Washington Apple Pi

A Community of Apple iPad, iPhone and Mac Users

55 Minutes: Birth of an AppleShare Server

© 2000 Derrick Garbell

Washington Apple Pi Journal, reprint information

[Editor's note: this was not written as an article, but as an E-mail addressed to the Journal's Review Editor. The Review Editor asked to reprint it as a Journal article.]

Allow me to preach to the Mac choir and also to some bystanders in the adjacent booth hearing me slurp my soup.

On Friday I performed a Mac server upgrade that went predictably, but is still remarkable when contrasted to the higher hurdles and significantly greater energy and time that a comparable Win server upgrade would have entailed.

Old server: Mac PowerPC 8150 601/110 128 MB RAM

New server: Mac G4/400 192 MB RAM

Here are the ten steps taken to set up the G4, to transfer needed data from the 8150, and to let the G4 be live and available on the network:

1) Removed G4's stock Apple 10 GB drive.

2) Installed Western Digital 45 GB EIDE drive as master, and booted from OS 8.6 CD.

3) Using Apple's Drive Setup, initialized and partitioned the 45 GB, then installed OS 8.6.

4) Shut down, installed a second 45 GB WD drive as slave.

5) Restarted from 45 GB's OS 8.6, initialized second 45 GB and partitioned it identically to #1 45 GB; then copied entirety of first 45 GB to second 45 GB as a preliminary backup.

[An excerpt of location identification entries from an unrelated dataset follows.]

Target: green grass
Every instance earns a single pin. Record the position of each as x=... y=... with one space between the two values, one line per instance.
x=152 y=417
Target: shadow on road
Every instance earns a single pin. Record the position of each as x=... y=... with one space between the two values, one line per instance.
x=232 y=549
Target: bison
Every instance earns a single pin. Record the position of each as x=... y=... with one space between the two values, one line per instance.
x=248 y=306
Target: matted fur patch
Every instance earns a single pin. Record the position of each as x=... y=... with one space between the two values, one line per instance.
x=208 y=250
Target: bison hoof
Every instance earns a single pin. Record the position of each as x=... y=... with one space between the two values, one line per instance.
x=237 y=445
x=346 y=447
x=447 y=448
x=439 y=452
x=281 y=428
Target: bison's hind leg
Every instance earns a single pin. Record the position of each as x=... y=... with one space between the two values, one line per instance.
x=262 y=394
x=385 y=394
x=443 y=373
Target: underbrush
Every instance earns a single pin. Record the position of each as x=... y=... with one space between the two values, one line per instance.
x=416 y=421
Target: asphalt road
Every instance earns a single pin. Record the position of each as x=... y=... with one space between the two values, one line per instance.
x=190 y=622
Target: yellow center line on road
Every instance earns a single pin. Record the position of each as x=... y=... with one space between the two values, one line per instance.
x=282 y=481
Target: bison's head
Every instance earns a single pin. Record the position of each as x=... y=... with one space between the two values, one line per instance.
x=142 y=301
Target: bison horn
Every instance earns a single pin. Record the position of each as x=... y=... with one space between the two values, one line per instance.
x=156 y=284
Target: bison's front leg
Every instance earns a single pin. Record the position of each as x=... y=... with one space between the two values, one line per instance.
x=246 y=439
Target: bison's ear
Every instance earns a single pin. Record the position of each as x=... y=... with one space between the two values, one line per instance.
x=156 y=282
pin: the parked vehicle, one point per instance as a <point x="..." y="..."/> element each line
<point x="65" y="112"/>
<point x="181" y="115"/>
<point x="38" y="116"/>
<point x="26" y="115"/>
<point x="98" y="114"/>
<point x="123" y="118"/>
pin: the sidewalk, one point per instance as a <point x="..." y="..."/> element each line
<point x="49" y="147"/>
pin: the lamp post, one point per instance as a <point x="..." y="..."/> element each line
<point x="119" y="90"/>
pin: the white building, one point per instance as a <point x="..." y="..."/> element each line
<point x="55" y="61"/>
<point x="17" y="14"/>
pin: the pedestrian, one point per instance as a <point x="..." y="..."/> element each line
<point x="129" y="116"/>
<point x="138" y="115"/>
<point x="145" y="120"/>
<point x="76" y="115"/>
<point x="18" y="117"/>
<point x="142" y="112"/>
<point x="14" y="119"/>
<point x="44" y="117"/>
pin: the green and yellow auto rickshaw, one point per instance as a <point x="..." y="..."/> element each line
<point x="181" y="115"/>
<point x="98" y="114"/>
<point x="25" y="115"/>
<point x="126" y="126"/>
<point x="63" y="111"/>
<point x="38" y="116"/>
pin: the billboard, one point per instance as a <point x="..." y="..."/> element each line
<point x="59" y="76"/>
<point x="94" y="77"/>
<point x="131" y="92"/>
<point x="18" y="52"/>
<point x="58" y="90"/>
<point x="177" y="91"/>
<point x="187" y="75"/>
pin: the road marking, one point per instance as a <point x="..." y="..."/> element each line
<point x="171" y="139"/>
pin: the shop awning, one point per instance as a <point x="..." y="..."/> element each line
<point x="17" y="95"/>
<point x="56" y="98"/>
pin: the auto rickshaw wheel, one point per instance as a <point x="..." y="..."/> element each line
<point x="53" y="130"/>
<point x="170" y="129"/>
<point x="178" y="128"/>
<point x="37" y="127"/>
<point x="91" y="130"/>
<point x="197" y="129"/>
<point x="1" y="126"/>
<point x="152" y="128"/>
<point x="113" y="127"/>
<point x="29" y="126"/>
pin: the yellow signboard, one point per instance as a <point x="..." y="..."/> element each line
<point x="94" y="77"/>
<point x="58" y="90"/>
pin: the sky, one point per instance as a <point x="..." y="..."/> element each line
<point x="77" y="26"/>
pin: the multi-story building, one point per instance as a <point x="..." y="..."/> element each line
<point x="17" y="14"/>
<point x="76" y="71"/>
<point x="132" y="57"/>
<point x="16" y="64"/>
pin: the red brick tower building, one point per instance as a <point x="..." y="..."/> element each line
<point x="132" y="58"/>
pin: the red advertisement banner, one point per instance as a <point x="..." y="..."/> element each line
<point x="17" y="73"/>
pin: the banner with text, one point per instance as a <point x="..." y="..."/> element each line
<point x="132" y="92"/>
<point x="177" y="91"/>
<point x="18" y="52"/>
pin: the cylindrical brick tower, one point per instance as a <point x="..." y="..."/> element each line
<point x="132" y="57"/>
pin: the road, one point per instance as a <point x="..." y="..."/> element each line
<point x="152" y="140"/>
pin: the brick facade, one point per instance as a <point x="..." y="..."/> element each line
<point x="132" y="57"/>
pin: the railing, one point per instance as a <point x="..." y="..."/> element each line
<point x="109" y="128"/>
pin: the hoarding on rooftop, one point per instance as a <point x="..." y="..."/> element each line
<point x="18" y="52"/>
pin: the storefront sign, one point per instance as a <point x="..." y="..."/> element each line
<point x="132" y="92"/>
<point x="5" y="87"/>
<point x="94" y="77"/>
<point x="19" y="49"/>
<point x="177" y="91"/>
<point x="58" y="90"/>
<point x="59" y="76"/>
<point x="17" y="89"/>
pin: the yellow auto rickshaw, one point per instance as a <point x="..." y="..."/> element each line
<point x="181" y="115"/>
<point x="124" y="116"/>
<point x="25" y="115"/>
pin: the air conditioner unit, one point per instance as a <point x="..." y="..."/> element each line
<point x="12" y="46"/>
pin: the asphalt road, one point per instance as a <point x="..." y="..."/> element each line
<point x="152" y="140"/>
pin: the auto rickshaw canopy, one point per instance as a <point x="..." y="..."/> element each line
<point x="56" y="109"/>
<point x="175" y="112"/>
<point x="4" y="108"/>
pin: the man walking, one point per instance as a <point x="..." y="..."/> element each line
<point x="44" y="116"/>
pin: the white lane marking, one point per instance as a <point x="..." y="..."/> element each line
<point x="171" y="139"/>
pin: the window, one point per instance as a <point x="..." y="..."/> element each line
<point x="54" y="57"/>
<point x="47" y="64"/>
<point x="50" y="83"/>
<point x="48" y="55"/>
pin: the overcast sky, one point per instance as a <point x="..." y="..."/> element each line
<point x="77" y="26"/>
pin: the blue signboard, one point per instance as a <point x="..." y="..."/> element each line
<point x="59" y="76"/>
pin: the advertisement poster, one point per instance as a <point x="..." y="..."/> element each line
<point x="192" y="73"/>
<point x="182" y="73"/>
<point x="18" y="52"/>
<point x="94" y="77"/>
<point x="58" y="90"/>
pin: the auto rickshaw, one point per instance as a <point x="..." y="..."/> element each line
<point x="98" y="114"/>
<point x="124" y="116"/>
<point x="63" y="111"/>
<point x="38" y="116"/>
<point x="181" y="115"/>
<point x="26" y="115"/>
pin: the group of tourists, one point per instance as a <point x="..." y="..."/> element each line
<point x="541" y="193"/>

6) Network capability was now active; accessing our support server, I installed Stuffit Deluxe 5.5, Speed Doubler 8.1.2, added Silverlining Pro 6.1 as a utility (not a CP), and installed Toast 3.5.7; (Without a separate support server, these four utility installations still would have been a breeze using their respective CD's.)

7) Installed the file sharing server software, "AppleShare IP" V.6.2 using the ASIP CD, & updated it to V.6.3.1.

8) Network copied 1 GB of campus graphics file data from 8150 to G4 & also grabbed the 8150's Users & Groups data files, placing them in the G4's Preferences; created a share point in the G4 for the 1 GB of campus data, using the same folder name as before. Because we had copied the 8150's little Users & Groups files and had chosen an identical folder name to share, all Users & Groups as configured previously were available exactly as we had evolved them during the prior 4 years.

9) Backed up everything again to the second 45 GB drive; this took under 30 seconds, because Speed Doubler's smart-copy was activated.

10) Shutdown the 8150 and sent an e-mail to all campus and dept. users who utilize this Mac server, announcing the new machine name, but reassuring them that their prior logins & passwords were still in place.

Elapsed time total: 55 minutes.

The 45 GB WD drives were $189 each via Ingram Micro.